We all know there is a shift to the appreciation of the moment. The breath. The moment of sanity and stillness – the space within the chaos. “Coming back to your body” is the wellbeing mantra aimed to ground us and make us real, physical again, rather than existing just in the maelstrom of our heads.
And there is the parallel. The clue is in the making. Working with your hands is like breathing – it plants you in the present and you are connected to something much bigger. The pressure of materials between your hands. The connection between senses. The seeing your thoughts and intentions made physical. Your mark, quite literally, on the world, proving to you that you exist. There is something so positive about being in the act of making, that we surely need to return to it – and rediscover it for the next generations.
So AI?
AI will do its stuff, and we’ll all get into a spin while it spins words, images and ideas. Some of its uses will be life-enhancing, and some of its uses will confuse and threaten us. But AI will not (yet) be able to sit at a table, handle a variety of materials, connect the head, hands and hearts and make something which uniquely captures a thought or emotion – no 3-D printer can do that. AI does not have the patience to be slow. AI does not have a body through which to process a reaction. AI doesn’t thrive in a world of physical resistance, where the battle is the very thing which informs the process and outcome. AI can’t even create hands, never mind have hands. And AI can’t benefit from all of the above – but we can.

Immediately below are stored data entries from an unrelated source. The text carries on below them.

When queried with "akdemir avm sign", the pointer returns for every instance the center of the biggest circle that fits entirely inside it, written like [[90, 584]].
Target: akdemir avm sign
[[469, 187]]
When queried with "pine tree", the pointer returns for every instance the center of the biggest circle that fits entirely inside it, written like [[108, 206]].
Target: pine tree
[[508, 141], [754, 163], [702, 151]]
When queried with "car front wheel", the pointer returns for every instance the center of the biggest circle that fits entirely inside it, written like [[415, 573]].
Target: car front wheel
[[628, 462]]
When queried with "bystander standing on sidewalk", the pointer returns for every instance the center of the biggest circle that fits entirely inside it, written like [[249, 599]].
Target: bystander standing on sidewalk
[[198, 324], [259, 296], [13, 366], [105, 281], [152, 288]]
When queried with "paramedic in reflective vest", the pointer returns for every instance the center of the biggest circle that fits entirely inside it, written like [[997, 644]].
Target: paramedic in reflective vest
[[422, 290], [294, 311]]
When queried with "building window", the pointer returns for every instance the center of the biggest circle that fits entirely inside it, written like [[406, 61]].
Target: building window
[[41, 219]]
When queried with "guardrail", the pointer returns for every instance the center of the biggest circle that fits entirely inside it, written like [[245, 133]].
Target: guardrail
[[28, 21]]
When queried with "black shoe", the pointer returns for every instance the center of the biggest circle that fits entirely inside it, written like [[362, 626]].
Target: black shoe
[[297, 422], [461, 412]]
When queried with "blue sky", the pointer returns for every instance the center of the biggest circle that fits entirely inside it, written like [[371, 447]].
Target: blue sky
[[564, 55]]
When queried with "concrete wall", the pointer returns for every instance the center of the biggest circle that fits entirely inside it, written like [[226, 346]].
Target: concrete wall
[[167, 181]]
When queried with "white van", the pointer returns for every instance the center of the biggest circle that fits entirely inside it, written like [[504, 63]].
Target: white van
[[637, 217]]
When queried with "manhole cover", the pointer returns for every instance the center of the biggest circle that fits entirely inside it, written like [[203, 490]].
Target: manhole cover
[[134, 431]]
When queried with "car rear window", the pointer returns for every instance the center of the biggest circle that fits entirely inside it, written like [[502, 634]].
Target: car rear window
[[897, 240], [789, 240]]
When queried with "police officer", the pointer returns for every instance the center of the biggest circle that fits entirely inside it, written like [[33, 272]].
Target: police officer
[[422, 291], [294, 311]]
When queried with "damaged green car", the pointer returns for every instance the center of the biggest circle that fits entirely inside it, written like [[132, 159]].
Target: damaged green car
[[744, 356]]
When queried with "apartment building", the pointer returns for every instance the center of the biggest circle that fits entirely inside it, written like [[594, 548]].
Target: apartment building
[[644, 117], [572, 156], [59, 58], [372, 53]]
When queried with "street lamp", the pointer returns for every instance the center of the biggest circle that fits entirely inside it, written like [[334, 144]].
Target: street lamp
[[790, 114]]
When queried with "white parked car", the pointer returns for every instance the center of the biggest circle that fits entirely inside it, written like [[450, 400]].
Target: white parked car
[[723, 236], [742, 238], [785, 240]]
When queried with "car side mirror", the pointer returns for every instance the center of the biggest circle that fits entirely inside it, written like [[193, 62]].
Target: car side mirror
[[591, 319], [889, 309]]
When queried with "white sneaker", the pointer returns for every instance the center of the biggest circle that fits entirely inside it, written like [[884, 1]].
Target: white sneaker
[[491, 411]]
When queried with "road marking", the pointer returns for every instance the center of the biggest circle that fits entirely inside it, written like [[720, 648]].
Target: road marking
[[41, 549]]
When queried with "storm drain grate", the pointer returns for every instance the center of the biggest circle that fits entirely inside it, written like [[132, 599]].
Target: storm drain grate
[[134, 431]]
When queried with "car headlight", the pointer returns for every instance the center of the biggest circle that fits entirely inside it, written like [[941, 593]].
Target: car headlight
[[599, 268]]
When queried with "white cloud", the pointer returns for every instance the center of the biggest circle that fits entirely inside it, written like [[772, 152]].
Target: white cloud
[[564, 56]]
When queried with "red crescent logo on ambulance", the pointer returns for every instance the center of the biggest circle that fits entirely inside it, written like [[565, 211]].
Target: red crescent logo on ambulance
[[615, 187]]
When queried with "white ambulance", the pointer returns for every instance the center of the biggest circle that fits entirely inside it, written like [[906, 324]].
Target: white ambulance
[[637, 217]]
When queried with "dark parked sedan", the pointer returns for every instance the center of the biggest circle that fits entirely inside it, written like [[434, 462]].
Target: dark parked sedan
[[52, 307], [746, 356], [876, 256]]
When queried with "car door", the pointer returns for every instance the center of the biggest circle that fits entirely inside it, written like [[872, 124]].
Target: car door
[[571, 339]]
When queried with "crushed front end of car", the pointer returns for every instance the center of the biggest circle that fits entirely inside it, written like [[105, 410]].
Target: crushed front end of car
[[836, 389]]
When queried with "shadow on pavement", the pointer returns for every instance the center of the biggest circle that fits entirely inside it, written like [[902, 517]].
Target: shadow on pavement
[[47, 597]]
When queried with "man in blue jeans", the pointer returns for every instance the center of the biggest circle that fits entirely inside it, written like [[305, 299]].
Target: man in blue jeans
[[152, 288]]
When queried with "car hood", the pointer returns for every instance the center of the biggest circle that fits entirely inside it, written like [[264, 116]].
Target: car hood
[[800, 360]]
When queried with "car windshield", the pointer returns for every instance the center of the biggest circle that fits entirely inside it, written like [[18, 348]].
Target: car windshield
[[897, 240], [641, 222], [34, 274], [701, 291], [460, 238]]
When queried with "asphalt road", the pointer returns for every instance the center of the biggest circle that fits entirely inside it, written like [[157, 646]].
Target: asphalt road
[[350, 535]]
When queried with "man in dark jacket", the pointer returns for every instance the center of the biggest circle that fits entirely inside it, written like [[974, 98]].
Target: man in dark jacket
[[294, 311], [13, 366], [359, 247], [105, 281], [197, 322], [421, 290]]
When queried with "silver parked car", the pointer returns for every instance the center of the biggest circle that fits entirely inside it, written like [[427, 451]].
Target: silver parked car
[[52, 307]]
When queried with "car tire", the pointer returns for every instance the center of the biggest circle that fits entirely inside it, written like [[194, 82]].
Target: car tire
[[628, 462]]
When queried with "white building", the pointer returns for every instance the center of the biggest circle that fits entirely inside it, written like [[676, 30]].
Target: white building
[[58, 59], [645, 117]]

Just like words can be used to capture and convey our emotions, so can the objects we make. We just need to allow ourselves the time to sit with the materials, and allow the connection to be made.
This isn’t a Luddites call. I embrace the digital – and AccessArt has been built on that. But I do think there’s something here to help keep us special and keep us sane. So perhaps the thing which I feared was going to make sculpture irrelevant and redundant, might actually be thing which brings about a rebirth of making. Let AI have its frenzy (we can’t do much else) and because we can’t possibly keep up with that, let’s go the other way and return to our body and the world around us. And perhaps this isn’t about us making sculpture after all, but instead about us remaining human, and embracing the fact that as humans, we have an ancient capacity to make and respond to objects.
What Does This Mean For You?
Teachers, Educators, SLT, Curriculum Makers: Make time for making. Please. Know that making can be frenzied, and it can be slow. But make sure you make time for pupils and students to build their relationship with the physical world.
Artists & Other Humans: Make time to sit (or stand) and hold materials without prior thoughts about what you will do with them. Rebuild your relationship with the materials of the world. And then go remake the world.